Pada 2026, sebanyak 11 ribu pekerja rentan mendapatkan perlindungan melalui program Jaminan Kecelakaan Kerja (JKK) dan Jaminan Kematian (JKM).

Kepala Bidang Pelatihan, Produktivitas, dan Hubungan Industrial Dinas Ketenagakerjaan (Disnaker) Sumenep, Eko Ferryanto, mengatakan bantuan tersebut ditujukan bagi masyarakat yang bekerja di sektor nonformal dan memiliki tingkat kerentanan tinggi terhadap risiko pekerjaan.

"Warga yang mendapatkan bantuan perlindungan keselamatan kerja dan kematian ini yang bekerja di sektor informal," ujar Eko Ferryanto di Sumenep, Kamis (30/4).

Ia menjelaskan, jumlah penerima manfaat pada tahun ini mengalami lonjakan signifikan dibandingkan periode sebelumnya.

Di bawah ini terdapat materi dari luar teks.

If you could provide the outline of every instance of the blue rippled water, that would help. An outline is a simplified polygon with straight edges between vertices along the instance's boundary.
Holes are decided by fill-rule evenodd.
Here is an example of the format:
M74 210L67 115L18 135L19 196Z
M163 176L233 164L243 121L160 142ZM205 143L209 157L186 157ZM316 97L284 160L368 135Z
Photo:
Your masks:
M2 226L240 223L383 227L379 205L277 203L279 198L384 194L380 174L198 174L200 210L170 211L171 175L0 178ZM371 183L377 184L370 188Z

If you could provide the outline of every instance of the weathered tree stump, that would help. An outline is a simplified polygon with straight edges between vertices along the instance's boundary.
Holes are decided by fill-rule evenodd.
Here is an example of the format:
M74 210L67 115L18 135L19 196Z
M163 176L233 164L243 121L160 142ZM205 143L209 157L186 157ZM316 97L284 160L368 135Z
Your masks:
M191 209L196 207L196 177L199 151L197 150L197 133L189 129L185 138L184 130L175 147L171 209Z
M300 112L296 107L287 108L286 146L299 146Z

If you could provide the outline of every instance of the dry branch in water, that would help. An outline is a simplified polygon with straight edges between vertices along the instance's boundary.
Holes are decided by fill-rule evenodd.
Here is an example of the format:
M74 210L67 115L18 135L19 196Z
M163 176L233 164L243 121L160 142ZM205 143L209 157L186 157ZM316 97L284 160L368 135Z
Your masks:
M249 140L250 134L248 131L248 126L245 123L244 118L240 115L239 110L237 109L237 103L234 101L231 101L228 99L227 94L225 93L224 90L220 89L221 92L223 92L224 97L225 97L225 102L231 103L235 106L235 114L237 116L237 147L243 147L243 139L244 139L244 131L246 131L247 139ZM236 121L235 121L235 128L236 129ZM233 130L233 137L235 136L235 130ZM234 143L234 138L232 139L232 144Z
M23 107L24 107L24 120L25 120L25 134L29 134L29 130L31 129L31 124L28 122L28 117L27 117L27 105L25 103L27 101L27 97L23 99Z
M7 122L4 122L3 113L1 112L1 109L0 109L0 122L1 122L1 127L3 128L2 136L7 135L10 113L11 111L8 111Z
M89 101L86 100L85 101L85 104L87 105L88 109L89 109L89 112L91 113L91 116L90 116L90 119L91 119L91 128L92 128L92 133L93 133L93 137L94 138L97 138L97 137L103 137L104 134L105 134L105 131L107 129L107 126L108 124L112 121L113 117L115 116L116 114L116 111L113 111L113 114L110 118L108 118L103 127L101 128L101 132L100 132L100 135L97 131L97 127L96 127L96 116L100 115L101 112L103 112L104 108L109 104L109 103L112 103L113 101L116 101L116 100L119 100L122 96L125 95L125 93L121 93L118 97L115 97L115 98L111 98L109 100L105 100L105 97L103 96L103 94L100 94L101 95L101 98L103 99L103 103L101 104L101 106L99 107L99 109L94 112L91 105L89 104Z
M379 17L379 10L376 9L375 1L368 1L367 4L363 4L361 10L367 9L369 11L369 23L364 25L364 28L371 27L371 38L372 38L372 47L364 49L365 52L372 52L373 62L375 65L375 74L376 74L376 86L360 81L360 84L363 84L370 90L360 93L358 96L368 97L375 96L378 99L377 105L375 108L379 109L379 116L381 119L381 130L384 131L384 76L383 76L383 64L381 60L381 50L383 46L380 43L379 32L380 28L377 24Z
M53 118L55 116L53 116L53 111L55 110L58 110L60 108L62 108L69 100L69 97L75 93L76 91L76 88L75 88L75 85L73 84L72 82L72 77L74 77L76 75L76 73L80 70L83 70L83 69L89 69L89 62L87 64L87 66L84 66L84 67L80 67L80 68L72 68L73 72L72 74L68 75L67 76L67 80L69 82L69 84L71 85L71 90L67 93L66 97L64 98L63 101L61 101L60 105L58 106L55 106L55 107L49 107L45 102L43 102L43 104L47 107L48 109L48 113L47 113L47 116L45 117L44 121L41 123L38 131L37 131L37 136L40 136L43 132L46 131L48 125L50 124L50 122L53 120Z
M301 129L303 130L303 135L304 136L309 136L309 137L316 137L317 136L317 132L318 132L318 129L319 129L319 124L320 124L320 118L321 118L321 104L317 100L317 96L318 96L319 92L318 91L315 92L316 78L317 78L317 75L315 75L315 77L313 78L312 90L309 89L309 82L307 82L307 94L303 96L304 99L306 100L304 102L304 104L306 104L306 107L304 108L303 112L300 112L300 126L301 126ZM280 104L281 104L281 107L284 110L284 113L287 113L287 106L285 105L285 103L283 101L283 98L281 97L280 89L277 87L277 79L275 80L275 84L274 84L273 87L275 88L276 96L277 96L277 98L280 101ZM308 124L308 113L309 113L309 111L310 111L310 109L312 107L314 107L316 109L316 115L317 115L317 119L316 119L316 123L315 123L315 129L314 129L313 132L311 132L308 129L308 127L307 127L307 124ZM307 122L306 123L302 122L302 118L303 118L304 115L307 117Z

Jika pada 2025 hanya sekitar 5.000 pekerja yang terdaftar dalam program serupa, kini cakupannya bertambah menjadi 11 ribu orang.

"Dengan demikian ada peningkatan lebih dari 50 persen untuk tahun 2026 ini," katanya.

Menurut Eko, bertambahnya jumlah peserta tidak terlepas dari kebijakan pemerintah daerah yang mengalihkan sebagian anggaran pelatihan kerja untuk memperkuat program perlindungan sosial bagi tenaga kerja rentan.

"Dengan adanya program ini pekerja memiliki kepastian perlindungan jika terjadi risiko kerja. Ini menjadi bagian dari upaya pemerintah meningkatkan kualitas hidup masyarakat," ujarnya.

Melalui kebijakan tersebut, Pemkab Sumenep berharap semakin banyak pekerja yang dapat memperoleh jaminan sosial ketenagakerjaan pada tahun-tahun mendatang.